It was pretty slick. I realize these days modern stacks give you multiplexing for free, but to put in context this was created in the era before even JQuery was well-known.

Funny story, I shared it with one of my matches and she found it super useful but was a bit surprised that, in a way, I was helping my competition. Turned out OK... we're still together nearly two decades later and now she generously jokes I invented Tinder before it was a thing.

Sure, you can reimplement multiplexing on the application level, but it just makes more sense to do it on the transport level, so that people don't have to do it in JavaScript.

This is wonderful to hear. I have a naive question. Is this the reason most websites/web servers absolutely need CDNs (apart from their edge capabilities) because they understand caching much more than a web developer does? But I would think the person more closer to the user access pattern would know the optimal caching strategy.

  • Most websites do not need CDNs.

    CDNs became popular back in the old days, when some people thought that if two websites are using jquery-1.2.3.min.js, CDN could cache it and second site would load quicker. These days, browser don't do that, they'll ignore cached assets from other websites because it somehow helps to protect user privacy and they value privacy over performance in this case.

    There are some reasons CDNs might be helpful. Edge capability probably is the most important one. Another reason is that serving lots of static data might be a complicated task for a small website, so it makes sense to offload it to a specialised service. These days, CDNs went beyond static data. They can hide your backend, so public user won't know its address and can't DDoS it. They can handle TLS for you. They can filter bots, tor and people from countries you don't like. All in a few clicks in the dashboard, no need to implement complicated solutions.

    But nothing you couldn't write yourself in a few days, really.

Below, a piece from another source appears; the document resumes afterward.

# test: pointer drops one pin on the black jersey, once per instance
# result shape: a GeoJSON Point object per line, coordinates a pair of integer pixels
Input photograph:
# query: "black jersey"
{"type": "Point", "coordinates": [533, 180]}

  • Generally by default CDNs don't necessarily cache anything. They just (try to) respect the cache headers that the developer provides in the response from the origin web server

    So it's still up to the developer to provide the correct headers otherwise you don't get too much of a benefit

    That said some of them will do some default caching if it is recognized as a static file etc

[Not a web dev but] I thought each site gets a handful of connections (4) to each host and more requests would have to wait to use one of them. That's pretty close to what I'd want with a reasonably fast connection.

  • That's basically right. Back when I made this, many servers out there still limited you to just 2 (or sometimes even 1) concurrent connections. As sites became more media-heavy that number trended up. HTTP/2 can handle many concurrent streams on one connection, I'm not sure if you get as fine-grained control as with the library I wrote (maybe!).